Optimism May Protect Teens Against Depression
Study Shows Optimism in Teens May Also Prevent Substance Abuse and Antisocial Behavior
Jan. 10, 2011 -- Being optimistic, long known to play a role in improving adult health, also appears to make a difference in teens' mental health and behavior, new research shows.
High optimism in teens appears particularly helpful in protecting against depression, appearing to cut the risk by nearly half compared to low optimism, says researcher George Patton, MD, professor of adolescent health research at the Murdoch Children's Centre for Adolescent Health in Melbourne, Australia.
Research on optimism in teens is overdue, he says. ''There has been remarkably little research into the effects of optimism on health in adolescents," Patton tells WebMD in an email interview.
"In older adults optimists are less likely to later experience a range of mental and physical health problems, from depression to cardiovascular disease. These relationships are well demonstrated. We have tended to assume the same would hold for adolescents but there have till now not been similar studies examining whether this was true or not."
His study, following more than 5,000 teens for three years, is published in the journal Pediatrics.
He found optimism in teens most protective against depression, but also modestly helpful in protecting again heavy substance use and antisocial behavior.
It's not a cure-all, Patton stresses, as many other factors come into play, such as psychological functioning and the circumstances in which teens are raised.
Overall, however, "optimistic kids do better in avoiding emotional and behavioral problems during their teens, but it in no ways makes them immune to setbacks," he says. Other skills and experiences matter, too.
Evaluating Optimism in Teens
Patton and his colleagues evaluated 5,634 students in Australia, ages 12 to 14, over three years, evaluating how optimistic they were and asking about emotional problems, substance abuse, and antisocial behaviors.

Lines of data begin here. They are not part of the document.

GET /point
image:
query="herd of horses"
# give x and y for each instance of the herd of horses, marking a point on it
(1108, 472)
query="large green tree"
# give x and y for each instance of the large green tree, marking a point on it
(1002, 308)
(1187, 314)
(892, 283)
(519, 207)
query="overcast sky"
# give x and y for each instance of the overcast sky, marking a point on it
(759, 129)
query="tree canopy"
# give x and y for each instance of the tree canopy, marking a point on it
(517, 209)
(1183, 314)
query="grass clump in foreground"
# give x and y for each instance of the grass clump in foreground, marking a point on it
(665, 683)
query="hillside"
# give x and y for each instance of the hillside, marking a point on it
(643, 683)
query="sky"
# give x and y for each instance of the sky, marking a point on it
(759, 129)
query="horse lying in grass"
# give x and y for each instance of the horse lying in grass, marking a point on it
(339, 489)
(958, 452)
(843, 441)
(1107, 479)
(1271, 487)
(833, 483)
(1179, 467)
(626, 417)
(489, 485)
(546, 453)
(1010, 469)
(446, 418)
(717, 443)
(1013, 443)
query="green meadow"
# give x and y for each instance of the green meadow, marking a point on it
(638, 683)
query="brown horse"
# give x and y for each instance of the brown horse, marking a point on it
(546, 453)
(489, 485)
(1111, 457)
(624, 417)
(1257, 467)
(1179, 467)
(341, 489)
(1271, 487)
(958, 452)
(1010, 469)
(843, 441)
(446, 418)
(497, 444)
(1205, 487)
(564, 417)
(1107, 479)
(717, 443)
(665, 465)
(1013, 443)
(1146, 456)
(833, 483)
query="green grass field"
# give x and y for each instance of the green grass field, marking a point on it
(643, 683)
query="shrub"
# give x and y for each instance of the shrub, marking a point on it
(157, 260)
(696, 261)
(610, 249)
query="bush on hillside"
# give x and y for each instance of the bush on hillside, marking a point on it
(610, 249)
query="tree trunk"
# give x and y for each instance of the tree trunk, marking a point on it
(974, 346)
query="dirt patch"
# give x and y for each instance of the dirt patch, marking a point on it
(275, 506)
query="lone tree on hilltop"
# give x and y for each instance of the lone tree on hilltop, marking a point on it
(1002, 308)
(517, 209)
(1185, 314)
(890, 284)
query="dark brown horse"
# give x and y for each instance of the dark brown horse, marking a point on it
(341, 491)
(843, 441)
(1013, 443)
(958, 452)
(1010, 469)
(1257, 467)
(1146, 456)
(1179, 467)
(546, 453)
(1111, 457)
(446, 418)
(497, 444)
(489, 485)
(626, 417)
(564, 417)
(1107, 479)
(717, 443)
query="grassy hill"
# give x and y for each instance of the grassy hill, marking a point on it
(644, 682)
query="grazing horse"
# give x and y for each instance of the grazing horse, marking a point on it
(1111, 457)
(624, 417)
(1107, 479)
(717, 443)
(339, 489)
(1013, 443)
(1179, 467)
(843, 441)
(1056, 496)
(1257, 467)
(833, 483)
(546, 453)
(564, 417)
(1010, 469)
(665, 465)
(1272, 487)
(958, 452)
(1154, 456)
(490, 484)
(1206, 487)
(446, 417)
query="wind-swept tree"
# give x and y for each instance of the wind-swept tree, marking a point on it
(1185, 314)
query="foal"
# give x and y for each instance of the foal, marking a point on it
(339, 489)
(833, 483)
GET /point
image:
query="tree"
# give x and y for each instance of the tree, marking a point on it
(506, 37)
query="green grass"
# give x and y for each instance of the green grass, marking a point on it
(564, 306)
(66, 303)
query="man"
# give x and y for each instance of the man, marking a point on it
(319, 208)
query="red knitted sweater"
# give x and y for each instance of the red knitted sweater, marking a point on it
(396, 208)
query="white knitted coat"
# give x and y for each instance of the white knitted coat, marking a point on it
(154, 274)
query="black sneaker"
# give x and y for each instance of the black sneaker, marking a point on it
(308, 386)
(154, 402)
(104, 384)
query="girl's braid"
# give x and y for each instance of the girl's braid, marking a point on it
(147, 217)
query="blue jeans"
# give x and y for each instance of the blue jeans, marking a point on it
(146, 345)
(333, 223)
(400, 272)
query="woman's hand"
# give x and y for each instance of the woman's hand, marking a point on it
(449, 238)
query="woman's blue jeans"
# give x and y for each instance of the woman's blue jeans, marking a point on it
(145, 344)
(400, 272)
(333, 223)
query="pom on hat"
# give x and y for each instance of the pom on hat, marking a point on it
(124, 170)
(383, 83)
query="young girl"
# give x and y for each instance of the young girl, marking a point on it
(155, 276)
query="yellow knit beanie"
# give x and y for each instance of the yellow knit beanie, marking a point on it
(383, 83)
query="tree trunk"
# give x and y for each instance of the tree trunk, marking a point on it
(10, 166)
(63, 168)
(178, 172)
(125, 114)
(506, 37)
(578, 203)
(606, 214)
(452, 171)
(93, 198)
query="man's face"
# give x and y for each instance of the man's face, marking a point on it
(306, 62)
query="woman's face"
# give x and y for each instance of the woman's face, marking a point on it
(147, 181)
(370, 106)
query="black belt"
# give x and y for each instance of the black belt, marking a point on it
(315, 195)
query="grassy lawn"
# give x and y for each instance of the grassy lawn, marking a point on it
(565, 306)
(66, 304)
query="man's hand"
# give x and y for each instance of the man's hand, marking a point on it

When the researchers divided students into four groups based on optimism levels, those in the highest group had nearly half the risks of developing depression symptoms in the next 12 months as those in the lowest optimism group.
The researchers looked at whether optimism protected against stressful life events, which boost the risk of depression, but found it did not. They did find optimists were better at problem solving, but that didn't explain the optimism-depression link fully either, Patton says.
"It may just be that the set-point for getting into a negative way of thinking and the loss of self-confidence that go with depression is just that much lower for optimists and that is the reason for its protective effects," Patton says.
Lack of optimism seemed to affect girls more than boys, he found, when it came to the depression link. Boys with low optimism levels were about half as likely to get depressed as girls with low optimism.
Those with high optimism were less likely to engage in heavy substance use or antisocial behavior, but the association was more modest than the link with depression.